URUGUAY : Élargir l’impunité serait inacceptable

Index AI : AMR 52/002/2003

COMMUNIQUÉ DE PRESSE

Amnesty International a suivi avec inquiétude les événements des derniers jours en ce qui concerne l’impunité dont bénéficient les auteurs des graves violations des droits humains commises sous le régime militaire uruguayen.

L’organisation a reçu des informations préoccupantes selon lesquelles le gouvernement aurait l’intention d’élargir aux civils l’amnistie accordée par Loi de prescription aux policiers et aux militaires responsables de ces violations. Selon ces mêmes informations, des personnes chercheraient à utiliser le rapport final de la Commission pour la paix pour influencer le cours de la justice dans les procès en cours d’anciens fonctionnaires de la dictature militaire.

Depuis que la Loi de prescription est entrée en vigueur en 1986, Amnesty International n’a cessé d’exprimer sa préoccupation au sujet de cette loi. Depuis plus de trois décennies les proches de victimes de « disparitions » et d’exécutions extrajudiciaires sont en effet privés de tout recours légal pour connaître le sort réservé à l’être qui leur était cher et le lieu où se trouve éventuellement sa dépouille.

La Loi de prescription a préservé de toute poursuite l’ensemble du personnel militaire et policier responsable de violations des droits humains commises avant le 1er mars 1985.

« Il est plutôt surprenant de constater que c’est au moment où les premiers procès concernant des faits ayant eu lieu pendant la dictature commencent à donner de timides résultats que l’on cherche à élargir cette exemption de châtiment aux civils », a souligné Amnesty International.

La Commission interaméricaine des droits de l’homme de l’Organisation des États américains ainsi que le Comité des droits de l’homme des Nations unies ont clairement indiqué que la Loi de prescription était incompatible avec la Convention américaine relative aux droits de l’homme et le Pacte international relatif aux droits civils et politiques (PIDCP). La Cour interaméricaine des droits de l’homme a statué dans un arrêt récent qu’il était impossible pour les États de prendre des mesures assurant l’impunité à des personnes ayant commis de graves infractions comme les disparitions forcées, les actes de torture et les exécutions sommaires. La Convention américaine relative aux droits de l’homme et le PIDCP, sur lesquels se fondent de tels arrêts, ont tous deux été ratifiés par l’Uruguay.
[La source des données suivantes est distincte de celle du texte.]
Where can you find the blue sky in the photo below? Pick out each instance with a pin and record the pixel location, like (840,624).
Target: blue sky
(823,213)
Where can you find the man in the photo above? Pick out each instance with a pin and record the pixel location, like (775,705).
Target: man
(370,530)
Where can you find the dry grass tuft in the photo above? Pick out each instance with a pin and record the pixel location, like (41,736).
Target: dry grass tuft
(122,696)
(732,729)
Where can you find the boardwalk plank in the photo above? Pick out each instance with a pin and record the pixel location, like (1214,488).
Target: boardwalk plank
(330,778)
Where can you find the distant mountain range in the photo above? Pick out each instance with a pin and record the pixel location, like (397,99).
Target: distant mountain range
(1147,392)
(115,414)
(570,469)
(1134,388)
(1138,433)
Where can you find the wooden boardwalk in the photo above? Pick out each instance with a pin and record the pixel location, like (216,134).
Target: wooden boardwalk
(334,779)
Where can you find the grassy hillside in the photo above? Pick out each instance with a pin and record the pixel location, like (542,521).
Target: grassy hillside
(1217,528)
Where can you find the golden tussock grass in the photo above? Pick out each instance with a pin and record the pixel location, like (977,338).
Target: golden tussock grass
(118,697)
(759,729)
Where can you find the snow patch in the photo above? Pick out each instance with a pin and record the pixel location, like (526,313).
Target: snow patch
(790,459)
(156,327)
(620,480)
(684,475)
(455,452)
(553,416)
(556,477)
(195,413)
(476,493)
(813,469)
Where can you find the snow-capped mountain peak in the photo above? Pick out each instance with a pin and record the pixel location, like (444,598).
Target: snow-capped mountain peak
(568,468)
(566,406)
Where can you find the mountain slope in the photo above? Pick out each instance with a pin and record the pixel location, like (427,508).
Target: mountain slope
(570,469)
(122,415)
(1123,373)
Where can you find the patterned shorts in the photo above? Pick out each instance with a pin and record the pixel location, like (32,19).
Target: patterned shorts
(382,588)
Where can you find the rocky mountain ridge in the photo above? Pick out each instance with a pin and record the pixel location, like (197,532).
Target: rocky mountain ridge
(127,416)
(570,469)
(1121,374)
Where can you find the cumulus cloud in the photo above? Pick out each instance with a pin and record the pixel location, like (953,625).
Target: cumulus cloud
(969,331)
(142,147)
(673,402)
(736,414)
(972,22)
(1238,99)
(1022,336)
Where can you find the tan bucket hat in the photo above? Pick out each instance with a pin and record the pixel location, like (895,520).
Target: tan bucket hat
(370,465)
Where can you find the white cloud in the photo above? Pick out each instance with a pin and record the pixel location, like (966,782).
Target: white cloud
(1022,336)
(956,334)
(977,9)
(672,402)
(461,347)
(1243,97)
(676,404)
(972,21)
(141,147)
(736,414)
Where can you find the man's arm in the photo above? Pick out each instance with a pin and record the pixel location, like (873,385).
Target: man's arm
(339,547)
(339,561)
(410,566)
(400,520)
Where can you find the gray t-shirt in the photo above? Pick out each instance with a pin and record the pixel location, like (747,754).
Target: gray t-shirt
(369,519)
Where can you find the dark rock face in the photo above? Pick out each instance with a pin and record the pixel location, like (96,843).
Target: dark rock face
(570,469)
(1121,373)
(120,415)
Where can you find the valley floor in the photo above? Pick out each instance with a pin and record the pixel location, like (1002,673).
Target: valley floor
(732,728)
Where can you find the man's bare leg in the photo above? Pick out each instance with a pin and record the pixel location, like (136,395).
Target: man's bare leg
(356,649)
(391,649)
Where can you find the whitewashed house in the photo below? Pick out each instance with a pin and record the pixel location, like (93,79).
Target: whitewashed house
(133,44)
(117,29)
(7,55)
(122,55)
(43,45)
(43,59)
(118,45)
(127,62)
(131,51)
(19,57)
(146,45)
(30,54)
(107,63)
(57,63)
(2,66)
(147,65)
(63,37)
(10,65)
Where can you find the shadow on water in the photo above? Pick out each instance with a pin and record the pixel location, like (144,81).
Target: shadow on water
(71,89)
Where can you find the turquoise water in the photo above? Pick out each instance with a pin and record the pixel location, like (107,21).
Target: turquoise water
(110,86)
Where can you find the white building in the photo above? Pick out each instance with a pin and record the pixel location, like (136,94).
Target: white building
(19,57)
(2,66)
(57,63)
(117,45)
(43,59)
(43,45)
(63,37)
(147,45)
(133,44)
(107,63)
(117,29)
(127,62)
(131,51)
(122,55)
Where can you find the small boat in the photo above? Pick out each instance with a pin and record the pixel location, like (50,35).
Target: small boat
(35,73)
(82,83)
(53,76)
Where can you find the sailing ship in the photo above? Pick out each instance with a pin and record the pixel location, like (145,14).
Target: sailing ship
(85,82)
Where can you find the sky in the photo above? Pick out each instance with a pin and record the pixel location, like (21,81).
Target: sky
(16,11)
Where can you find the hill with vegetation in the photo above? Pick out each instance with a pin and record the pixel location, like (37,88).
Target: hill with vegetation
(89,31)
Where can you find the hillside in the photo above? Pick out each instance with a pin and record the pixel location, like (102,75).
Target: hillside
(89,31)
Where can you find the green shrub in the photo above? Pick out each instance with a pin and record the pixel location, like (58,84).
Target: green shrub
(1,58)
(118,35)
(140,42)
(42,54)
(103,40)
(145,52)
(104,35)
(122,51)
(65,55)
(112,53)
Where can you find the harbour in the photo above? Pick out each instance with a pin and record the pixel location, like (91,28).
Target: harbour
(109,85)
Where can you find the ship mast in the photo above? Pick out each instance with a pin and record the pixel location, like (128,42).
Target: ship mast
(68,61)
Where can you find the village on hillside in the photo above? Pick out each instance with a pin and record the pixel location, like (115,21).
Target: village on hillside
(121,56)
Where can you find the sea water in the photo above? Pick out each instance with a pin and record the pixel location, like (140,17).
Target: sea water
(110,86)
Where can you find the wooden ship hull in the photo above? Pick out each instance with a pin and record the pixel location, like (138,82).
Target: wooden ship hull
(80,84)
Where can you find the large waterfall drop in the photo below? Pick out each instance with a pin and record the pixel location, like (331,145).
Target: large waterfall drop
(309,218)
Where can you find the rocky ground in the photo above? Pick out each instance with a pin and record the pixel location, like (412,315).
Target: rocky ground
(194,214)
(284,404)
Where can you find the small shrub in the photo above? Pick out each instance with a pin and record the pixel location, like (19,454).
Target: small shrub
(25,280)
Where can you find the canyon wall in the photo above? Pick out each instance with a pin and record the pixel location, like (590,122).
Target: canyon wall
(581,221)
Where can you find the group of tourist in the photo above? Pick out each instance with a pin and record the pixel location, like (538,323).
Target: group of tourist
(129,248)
« Pourtant, les autorités uruguayennes n’ont pas tenu compte de ces appels, ce qui incite à en conclure qu’elles n’ont pas la volonté politique de faire toute la lumière sur ce qui s’est passé sous les différents régimes militaires et encore moins de déférer à la justice les auteurs de ces crimes », a ajouté l’organisation de défense des droits humains.

Les manœuvres récentes autour des violations commises par le passé semblent avoir été décidées en réaction à la confirmation en appel des poursuites engagées contre l’ancien ministre des Affaires étrangères Juan Carlos Blanco pour la « disparition » en 1976 d’Elena Quinteros.

« Si de telles initiatives devaient aboutir, cela prouverait une fois de plus que les autorités uruguayennes n’accordent pas une priorité suffisante à la promotion et la protection des droits humains, a déclaré Amnesty International. Il est internationalement reconnu au XXIe siècle qu’il ne peut y avoir de paix ni de réconciliation sans que la vérité soit révélée et la justice rendue. »

La première réaction du groupe des Mères et proches de prisonniers uruguayens « disparus » à l’annonce du rapport final de la Commission pour la paix, le 10 avril 2003, a été la suivante : « L’impunité juridique affaiblit la légalité démocratique, mais l’impunité dans le discours officiel dégrade moralement la société. En effet, pour la mettre en pratique il faut non seulement ne pas punir les responsables de violations atroces des droits humains mais il faut en plus fausser la réalité pour masquer et parfois même justifier des pratiques inhumaines. »

« Nous espérons que, cette fois-ci, les autorités uruguayennes écouteront les proches des victimes », a conclu Amnesty International.